Belajar Daring

12 2 15
                                    


Belajar Daring

Karya: Nuryati

Aku sedikit memijat kepalaku yang terasa pening setelah melihat notifikasi pesan dari grup chat sekolah anakku, karena mulai esok dan dua minggu kedepan pembelajaran akan dilakukan secara daring. La-gi. Namun, ada yang berbeda dari belajar daring kali ini. Kegiatan para siswa dari bangun tidur, gosok gigi, mandi, sampai sarapan yang waktu daring sebelumnya harus selalu difotokan. Untungnya belajar daring kali ini hanya membaca dan menulis yang perlu difotokan. Sedikit mengurangi beban emosi saat mengajari anak belajar, karena terkadang anak tidak mau difoto saat melakukan hal-hal tersebut.

Setelah membaca grup chat dari sekolah, aku membuka grup chat Ibu-ibu Rempong yang sedari tadi rame. Ternyata mereka sedang membicarakan belajar daring.

Aku lihat banyak Ibu-ibu yang mengeluh, karena jujur saja belajar secara daring itu cukup menguras emosi orang tua terutama Emak-emak kaya aku gini. Emosi yang mungkin bisa menyebabkan tensi darah naik, karena setiap hari uring-uringan tidak sabar mengajarkan anak usia empat atau lima tahun belajar membaca, menulis dan mewarnai.

Saat langit masih terlihat gelap, kegiatanku sebagi ibu rumah tangga dimulai. Mencuci baju, mencuci peralatan makan yang kotor, menyapu, menyiapkan sarapan dan sekarang harus menyiapkan anakku, Ardi untuk memulai belajar daring. Untuk beres-beres rumah yang lainnya kulakukan nanti setelah tugas sekolah Ardi selesai.

"De, ayo bangun." Sekitar pukul setengah tujuh aku membangunkan Ardi. Aku usap lembut kepala Ardi yang masih terlelap tidur.

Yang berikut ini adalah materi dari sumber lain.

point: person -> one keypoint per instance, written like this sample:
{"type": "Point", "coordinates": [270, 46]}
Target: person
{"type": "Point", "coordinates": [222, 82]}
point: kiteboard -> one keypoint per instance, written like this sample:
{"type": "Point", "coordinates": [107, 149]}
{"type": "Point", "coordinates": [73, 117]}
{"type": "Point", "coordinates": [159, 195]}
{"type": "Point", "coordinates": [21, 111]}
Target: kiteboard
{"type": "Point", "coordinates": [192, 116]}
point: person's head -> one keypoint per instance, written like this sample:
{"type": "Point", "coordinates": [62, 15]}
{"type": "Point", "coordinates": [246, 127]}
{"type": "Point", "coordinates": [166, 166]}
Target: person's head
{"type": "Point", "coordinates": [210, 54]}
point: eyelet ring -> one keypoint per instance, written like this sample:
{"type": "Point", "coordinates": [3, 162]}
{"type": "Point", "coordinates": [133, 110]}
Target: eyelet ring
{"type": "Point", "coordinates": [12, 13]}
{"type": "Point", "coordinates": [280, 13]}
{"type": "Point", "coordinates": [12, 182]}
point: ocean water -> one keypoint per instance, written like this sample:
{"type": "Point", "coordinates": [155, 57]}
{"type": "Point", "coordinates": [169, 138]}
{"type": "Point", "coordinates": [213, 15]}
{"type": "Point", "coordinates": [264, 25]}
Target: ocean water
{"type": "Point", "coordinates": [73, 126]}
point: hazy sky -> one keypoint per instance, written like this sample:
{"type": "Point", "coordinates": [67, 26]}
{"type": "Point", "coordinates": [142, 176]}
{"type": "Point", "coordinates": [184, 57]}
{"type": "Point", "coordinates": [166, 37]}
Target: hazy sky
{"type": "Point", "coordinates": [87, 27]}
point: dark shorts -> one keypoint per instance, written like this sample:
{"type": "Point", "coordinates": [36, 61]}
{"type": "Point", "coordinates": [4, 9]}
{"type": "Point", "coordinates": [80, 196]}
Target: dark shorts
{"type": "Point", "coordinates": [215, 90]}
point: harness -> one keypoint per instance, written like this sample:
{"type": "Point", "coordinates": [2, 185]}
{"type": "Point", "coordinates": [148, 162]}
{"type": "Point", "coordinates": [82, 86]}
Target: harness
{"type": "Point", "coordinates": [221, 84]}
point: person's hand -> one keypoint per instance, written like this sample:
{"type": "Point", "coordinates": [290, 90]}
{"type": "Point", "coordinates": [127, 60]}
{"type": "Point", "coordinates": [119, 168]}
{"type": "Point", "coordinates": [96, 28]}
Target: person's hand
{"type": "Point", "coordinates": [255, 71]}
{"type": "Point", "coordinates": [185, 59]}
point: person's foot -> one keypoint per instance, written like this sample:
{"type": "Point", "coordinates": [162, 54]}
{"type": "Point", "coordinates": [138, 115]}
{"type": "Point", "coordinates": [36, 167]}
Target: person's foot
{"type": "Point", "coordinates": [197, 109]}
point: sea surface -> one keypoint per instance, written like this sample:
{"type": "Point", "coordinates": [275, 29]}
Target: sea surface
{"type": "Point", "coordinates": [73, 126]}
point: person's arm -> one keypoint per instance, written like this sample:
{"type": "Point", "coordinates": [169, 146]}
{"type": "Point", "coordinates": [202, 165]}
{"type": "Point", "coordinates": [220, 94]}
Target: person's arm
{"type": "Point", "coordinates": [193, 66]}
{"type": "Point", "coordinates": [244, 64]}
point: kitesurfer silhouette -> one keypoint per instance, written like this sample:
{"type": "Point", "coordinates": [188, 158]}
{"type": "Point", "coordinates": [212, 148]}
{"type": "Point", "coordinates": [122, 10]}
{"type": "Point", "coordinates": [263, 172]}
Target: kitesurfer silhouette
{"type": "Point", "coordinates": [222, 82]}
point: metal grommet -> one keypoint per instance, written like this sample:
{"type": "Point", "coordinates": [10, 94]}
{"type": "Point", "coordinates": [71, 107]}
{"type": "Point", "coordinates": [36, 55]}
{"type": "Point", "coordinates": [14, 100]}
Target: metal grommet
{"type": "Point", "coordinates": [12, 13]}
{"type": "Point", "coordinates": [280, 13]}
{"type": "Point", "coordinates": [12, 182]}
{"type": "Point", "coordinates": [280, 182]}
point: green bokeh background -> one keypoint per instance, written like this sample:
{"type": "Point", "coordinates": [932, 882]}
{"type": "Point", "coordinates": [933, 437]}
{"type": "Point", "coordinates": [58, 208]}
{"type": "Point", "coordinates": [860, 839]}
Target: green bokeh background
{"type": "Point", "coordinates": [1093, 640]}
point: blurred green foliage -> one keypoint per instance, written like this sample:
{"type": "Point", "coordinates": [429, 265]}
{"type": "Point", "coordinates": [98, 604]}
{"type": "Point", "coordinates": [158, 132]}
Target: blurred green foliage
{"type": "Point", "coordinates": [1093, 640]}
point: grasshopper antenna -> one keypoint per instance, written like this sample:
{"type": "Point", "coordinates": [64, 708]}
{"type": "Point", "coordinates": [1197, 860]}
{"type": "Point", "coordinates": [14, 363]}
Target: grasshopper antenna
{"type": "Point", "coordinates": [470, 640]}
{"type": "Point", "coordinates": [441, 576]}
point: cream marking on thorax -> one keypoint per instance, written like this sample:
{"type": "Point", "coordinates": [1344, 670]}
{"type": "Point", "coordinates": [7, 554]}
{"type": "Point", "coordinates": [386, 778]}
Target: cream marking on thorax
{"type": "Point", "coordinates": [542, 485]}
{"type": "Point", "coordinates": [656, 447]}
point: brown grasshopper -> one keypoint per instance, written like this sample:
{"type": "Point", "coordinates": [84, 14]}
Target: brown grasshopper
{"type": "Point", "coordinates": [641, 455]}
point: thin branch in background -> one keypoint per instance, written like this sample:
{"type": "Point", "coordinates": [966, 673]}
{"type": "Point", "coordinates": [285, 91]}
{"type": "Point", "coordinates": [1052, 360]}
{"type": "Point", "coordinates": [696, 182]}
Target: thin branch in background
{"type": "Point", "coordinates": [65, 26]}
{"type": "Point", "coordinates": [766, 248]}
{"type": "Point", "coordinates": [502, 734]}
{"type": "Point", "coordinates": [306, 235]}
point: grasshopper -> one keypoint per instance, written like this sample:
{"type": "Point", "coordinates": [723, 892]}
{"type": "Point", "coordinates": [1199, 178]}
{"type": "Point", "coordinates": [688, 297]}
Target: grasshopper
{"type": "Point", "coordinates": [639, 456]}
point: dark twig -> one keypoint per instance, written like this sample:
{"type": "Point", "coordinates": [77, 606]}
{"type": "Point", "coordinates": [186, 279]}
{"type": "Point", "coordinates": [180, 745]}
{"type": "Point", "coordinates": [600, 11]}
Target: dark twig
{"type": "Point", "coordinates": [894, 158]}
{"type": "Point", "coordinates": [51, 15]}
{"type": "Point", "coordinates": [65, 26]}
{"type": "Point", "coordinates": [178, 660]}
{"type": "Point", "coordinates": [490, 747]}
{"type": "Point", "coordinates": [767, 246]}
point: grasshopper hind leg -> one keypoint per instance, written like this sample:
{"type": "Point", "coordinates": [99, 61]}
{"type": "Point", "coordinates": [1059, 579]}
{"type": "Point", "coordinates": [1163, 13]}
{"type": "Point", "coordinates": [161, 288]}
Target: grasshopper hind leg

Ardi memang tidak bisa bangun pagi. Walaupun sudah aku biasakan, tapi tetap saja ia akan bangun siang. Mungkin karena pengaruh tidur malamnya yang suka tidur pukul sembilan atau sepuluh malam. Padahal dia sudah tidak tidur siang, tapi tetap saja malamnya susah tidur.

"Ayo, bangun, sekolah," ucapku lagi. Kali ini aku sedikit mencium-cium pipinya. Ardi terlihat menggeliat, membuka matanya lalu menatapku.

"Sekolah? Mah, masih mau tidur. Ngantuk," ujarnya sambil kembali memejamkan mata.

"Kamu harus sekolah," ucapku lagi. Walaupun belajar dirumah, tapi aku mau tugas Ardi selesai sebelum jam delapan atau jam sembilan agar dia mendapat bintang lima dari guru.

"Yuk, bangun. Mandi dulu," ajakku sekarang. Ardi terlihat membuka matanya lagi.

"Mah, tidurnya segini lagi." Ardi mengacungkan tiga jari mungilnya kepadaku. Pertanda ia ingin tidur lebih lama lagi.

"Gak bisa. Cepet kamu bangun. Mamah mau siapin air dulu buat mandi." Ardi terlihat mengangguk dan aku pergi ke kamar mandi untuk menyiapkan air.

"De, ayo mandi!!" Teriakku dari dapur, tapi tidak ada suara dari Ardi.

Akupun bergegas kembali ke kamar untuk melihat Ardi dan ternyata Ardi kembali terlelap tidur.

"Ya, Allah. Ardi, kok malah tidur lagi. Ayo sekolah," kataku gemas sambil mencubit pelan pipi Ardi beberapa kali. Membuat dia merasa terganggu dan akhirnya membuka mata lalu merubah posisinya menjadi duduk.

"Gak mau sekolah, ya, mah. Plis, sekali ini aja." Pintanya sambil mengacungkan jari telunjuk. Namun, tidak aku hiarukan permintaannya itu.

"Ayo mandi," ajakku. Kini Ardi turun dari kasur.

"Gak mau mandi," rengeknya sembari memegangi baju yang mau kulepaskan.

"Mandi biar seger," paksaku.

"Gak mau. Huwa ...." Kini Ardi malah menangis membuat kesal saja dan akhirnya aku mengalah karena kalau sudah seperti ini Ardi akan rewel, akan sulit diajak mengerjakan tugas.